Im März 1943 befiehlt Himmler die Errichtung von Häftlingsbordellen in den
Konzentrationslagern. Neben Bordellen in Mauthausen, Gusen, Sachsenhausen, Ausschwitz,
Dachau, Mittelbau-Dora, Flossenbürg und Neuengamme wurde auch in Buchenwald am 15.7. 1943
ein Bordell errichtet. Diese Anweisung Himmlers ist im Zusammenhang mit der Niederlage der
6. Armee bei Stalingrad zu sehen. Eine Chance, den Krieg doch noch zu gewinnen, wurde darin
gesehen, mehr und bessere Waffen zu entwickeln und zu produzieren. Die in den Kz´s für die
Rüstungsindustrie zwangsarbeitenden Häftlinge sollten durch die Einführung eines
Prämiensystems zu vermehrten und verbesserten Arbeitsleistungen motiviert werden. Dieses
Prämiensystem zur Steigerung der Verwertbarkeit der männlichen Häftlinge wurde in Absprache
mit den IG Farben und/oder Siemens entwickelt (hier unterscheiden sich die Quellen, im
Grunde ist es aber auch egal, die Konzerne waren jedenfalls massgeblich daran beteiligt!).
Vergünstigungen waren
"1. Hafterleichterung; 2. Verpflegungszulagen; 3. Geldprämien;
4. Tabakwarenbezug; 5. Bordellbesuch"
Die offizielle Begründung von Seiten der SS lautete: Hebung der Arbeitsmoral und
Unterbindung homosexueller Exzesse.
Die Frauen
Viele der Frauen, die für die Arbeit in Häftlingsbordellen aus dem Frauenkonzentrationslager
Ravensbrück für die Arbeit in den verschiedenen Häftlings- und SS Bordellen selektiert
wurden, waren der Häftlingsgruppe der "Asozialen" zugeordnet. Frauen konnten schon
relativ schnell als "Asoziale" kategorisiert und verhaftet werden: wenn sie z.B.
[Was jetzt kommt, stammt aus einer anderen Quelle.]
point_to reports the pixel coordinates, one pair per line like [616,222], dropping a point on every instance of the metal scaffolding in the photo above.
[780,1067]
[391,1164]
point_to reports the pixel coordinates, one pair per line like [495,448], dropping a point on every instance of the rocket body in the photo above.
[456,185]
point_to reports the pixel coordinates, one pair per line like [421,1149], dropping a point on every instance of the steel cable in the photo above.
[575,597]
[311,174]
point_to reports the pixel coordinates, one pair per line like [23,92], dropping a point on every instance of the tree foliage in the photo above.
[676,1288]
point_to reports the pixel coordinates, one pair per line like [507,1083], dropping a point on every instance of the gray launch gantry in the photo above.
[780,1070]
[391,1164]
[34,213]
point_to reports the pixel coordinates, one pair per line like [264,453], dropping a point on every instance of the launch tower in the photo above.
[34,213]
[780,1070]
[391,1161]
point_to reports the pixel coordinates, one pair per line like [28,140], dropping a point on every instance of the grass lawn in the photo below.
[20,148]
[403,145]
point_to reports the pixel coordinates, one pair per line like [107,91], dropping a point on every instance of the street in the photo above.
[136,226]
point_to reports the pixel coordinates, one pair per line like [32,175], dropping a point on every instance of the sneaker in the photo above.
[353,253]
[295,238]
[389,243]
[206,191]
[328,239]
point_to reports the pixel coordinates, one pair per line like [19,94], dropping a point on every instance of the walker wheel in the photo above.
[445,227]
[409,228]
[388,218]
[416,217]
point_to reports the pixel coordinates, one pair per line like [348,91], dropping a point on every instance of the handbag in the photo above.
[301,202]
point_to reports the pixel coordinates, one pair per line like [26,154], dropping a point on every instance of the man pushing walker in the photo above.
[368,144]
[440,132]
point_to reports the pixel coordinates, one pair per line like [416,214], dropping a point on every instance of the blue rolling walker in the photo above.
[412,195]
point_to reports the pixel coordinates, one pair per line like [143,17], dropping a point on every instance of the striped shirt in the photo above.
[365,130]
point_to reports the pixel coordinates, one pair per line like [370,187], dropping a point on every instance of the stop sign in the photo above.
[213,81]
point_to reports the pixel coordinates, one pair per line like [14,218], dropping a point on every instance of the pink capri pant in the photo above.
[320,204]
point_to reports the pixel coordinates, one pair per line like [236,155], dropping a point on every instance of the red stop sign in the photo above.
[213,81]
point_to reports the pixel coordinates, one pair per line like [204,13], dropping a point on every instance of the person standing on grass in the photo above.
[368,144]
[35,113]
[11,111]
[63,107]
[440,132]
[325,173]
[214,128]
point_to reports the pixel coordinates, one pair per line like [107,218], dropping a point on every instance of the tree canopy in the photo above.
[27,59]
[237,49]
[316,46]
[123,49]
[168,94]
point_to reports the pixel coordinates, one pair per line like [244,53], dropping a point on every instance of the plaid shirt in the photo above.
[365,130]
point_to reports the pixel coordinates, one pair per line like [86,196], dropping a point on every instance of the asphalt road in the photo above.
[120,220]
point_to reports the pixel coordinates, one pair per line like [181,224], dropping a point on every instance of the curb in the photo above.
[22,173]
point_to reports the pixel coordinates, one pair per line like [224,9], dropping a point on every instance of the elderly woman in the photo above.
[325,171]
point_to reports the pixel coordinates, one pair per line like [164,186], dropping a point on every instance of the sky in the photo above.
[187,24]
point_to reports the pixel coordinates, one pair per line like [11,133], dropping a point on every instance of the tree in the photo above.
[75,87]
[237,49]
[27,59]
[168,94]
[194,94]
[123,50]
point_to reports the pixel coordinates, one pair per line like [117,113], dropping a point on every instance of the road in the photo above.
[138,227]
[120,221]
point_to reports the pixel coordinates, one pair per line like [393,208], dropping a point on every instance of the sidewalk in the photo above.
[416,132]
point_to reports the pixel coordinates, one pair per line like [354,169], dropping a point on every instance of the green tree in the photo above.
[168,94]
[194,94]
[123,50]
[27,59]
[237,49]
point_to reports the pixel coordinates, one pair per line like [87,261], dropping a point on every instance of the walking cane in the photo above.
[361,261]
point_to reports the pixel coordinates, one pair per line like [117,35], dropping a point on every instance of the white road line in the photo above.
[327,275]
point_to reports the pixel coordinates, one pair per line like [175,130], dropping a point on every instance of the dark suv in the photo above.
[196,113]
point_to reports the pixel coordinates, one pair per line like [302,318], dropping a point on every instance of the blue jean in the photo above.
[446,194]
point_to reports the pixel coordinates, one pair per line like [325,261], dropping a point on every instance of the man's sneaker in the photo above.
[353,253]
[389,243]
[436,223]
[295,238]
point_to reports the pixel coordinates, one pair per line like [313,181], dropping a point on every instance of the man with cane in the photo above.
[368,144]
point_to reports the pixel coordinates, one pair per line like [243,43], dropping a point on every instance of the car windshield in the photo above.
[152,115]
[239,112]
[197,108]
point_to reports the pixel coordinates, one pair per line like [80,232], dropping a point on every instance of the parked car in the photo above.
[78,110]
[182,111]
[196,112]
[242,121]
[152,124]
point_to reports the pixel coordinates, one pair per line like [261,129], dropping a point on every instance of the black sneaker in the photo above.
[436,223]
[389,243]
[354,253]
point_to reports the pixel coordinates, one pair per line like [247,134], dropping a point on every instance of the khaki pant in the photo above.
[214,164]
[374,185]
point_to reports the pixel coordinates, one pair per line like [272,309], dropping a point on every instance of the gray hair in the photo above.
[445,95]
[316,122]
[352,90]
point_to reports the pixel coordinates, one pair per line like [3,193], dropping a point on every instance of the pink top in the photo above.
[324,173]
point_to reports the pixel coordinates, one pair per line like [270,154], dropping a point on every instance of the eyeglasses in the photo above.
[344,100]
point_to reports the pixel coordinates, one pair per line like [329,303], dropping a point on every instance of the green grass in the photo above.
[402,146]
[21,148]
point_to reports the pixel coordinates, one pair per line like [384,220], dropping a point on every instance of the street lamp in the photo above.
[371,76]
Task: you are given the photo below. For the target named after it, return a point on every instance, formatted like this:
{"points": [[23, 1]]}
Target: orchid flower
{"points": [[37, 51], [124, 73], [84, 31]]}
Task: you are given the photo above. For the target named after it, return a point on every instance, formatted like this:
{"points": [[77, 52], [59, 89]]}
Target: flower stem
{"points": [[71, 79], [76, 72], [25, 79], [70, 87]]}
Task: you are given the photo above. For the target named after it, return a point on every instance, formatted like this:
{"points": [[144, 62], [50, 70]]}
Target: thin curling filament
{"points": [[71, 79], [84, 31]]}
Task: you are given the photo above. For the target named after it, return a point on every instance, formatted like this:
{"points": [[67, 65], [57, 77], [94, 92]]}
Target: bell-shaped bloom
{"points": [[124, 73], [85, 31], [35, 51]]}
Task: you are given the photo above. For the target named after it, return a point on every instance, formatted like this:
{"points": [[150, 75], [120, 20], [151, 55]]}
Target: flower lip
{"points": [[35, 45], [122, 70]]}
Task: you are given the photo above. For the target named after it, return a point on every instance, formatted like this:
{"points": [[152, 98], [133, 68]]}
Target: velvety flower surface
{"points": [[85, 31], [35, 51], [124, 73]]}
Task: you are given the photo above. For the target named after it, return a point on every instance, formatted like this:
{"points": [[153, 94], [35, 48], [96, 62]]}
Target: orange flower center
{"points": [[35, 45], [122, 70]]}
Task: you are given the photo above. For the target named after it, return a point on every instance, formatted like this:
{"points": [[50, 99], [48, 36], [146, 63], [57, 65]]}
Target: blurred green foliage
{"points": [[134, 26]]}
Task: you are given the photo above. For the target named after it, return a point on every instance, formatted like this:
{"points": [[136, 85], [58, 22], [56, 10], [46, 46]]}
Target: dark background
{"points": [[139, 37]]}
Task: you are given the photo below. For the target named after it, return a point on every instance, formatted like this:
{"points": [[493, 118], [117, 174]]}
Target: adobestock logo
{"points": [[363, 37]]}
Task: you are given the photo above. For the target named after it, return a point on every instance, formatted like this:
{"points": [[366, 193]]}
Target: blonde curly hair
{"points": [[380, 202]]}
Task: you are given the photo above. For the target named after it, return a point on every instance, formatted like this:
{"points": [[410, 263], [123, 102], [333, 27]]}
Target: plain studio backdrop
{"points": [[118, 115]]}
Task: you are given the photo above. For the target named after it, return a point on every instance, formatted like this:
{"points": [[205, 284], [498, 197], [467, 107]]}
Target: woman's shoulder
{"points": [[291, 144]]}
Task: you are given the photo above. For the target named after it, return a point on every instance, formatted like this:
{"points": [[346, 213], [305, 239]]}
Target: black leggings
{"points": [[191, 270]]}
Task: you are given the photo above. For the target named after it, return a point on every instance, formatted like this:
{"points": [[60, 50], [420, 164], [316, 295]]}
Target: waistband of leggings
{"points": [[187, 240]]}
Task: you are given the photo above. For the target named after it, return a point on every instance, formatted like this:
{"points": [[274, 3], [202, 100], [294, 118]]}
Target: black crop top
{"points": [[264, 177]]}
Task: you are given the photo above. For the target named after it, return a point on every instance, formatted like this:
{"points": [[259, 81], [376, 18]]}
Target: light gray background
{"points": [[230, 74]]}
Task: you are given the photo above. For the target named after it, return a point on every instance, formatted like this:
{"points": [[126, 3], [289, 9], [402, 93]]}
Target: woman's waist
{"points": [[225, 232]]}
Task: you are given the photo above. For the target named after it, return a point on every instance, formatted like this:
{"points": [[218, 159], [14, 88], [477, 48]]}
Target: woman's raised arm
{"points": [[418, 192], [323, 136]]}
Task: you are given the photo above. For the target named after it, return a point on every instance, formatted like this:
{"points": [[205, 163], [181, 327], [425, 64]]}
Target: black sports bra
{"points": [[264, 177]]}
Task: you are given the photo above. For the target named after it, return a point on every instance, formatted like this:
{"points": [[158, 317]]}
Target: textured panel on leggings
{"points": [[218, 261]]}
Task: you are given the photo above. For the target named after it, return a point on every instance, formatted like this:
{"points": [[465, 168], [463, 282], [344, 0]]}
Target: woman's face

bei Razzien mehrmals alleine in Kneipen angetroffen wurden, ihnen bei Zwangstests
Geschlechtskrankheiten nachgeweisen wurden, sie in "falschen Gegenden", wie
verarmten Stadtvierteln, angetroffen wurden, oder sie in Fürsorgeheimen verwahrt wurden. Es
wurden aber auch Frauen willkürlich aus allen anderen Häftlingsgruppen. selektiert.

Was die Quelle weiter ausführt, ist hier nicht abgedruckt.